Personal information
- Nationality: Canada
- Born: 15 February 2000 (age 26)
- Hometown: St. Albert, Alberta
- Height: 5 ft 7 in (170 cm)
- College / University: UBC Thunderbirds

Volleyball information
- Position: Libero
- Number: 17

National team
| 2023–present | Canada |

Honours
Women's volleyball
Representing the Canada
NORCECA Championship
| Gold medal – first place | 2026 Santo Domingo | Team |
| Bronze medal – third place | 2023 Quebec City | Team |

= Kacey Jost =

Canadian volleyball player (born 2000)

Kacey Jost (born 15 February 2000) is a Canadian volleyball player for the Canada women's national volleyball team. She was a part of the women's team that competed at the 2023 FIVB Volleyball Women's Olympic Qualification Tournaments.
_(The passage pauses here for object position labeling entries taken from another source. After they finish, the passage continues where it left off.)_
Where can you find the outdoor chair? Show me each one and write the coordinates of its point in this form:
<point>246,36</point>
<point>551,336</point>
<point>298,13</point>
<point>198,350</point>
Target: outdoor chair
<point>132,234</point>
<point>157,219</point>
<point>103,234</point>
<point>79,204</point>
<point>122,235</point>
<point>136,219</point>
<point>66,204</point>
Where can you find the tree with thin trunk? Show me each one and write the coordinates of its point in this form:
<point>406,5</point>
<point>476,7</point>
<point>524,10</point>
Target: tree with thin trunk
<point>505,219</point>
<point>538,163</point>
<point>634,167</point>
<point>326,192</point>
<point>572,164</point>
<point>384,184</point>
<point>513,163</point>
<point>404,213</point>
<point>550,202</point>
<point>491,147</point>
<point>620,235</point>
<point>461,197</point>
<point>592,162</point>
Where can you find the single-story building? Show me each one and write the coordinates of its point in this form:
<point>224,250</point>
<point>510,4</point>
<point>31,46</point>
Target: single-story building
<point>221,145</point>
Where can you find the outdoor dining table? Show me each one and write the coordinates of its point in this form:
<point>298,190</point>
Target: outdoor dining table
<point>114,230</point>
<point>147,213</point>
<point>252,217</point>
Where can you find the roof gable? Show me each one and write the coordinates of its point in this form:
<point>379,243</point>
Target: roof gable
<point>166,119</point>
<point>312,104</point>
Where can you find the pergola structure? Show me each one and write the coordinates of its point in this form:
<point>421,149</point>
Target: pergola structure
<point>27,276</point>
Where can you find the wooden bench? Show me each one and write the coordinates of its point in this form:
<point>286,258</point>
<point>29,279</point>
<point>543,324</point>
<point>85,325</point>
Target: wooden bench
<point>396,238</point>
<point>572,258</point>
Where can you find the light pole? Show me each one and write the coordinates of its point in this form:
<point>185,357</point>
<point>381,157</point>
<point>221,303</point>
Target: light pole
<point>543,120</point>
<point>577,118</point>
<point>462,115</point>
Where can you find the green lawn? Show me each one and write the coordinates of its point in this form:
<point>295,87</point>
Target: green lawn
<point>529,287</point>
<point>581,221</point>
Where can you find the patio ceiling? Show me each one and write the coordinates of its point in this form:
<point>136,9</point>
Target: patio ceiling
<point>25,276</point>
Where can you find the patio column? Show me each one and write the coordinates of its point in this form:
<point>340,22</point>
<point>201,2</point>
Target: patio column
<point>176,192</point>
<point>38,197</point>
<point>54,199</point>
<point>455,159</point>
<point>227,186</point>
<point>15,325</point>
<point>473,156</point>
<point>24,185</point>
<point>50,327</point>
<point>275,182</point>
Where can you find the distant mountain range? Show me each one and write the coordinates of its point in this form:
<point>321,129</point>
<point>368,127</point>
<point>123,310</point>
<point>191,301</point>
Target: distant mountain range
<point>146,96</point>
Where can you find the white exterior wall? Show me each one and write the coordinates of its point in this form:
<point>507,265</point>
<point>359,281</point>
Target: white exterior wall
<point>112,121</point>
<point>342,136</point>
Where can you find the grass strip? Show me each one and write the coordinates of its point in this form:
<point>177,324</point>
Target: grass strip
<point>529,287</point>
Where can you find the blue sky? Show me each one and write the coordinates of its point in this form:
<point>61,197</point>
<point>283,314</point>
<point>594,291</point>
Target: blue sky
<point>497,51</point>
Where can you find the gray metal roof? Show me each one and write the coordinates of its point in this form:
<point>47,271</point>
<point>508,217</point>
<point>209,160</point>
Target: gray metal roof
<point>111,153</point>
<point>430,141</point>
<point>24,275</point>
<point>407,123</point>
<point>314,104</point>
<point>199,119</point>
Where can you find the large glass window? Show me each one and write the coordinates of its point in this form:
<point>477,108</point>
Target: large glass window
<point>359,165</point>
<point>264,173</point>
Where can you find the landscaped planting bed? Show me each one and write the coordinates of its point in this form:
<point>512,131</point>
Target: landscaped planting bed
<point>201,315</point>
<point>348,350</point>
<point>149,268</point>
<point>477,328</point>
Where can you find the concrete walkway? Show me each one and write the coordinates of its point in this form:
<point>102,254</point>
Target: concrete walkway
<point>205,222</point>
Jost's older brother Tyson is a professional hockey player in the National Hockey League who plays for the Nashville Predators and has previously played for the Colorado Avalanche, Minnesota Wild, Buffalo Sabres, and Carolina Hurricanes.

== University career ==
Jost played U Sports volleyball for the UBC Thunderbirds from 2018 to 2024. She won three U Sports women's volleyball championships in 2019, 2023, and 2024. She was also named the Canada West Libero of the Year for the 2022–23 and 2023–24 seasons.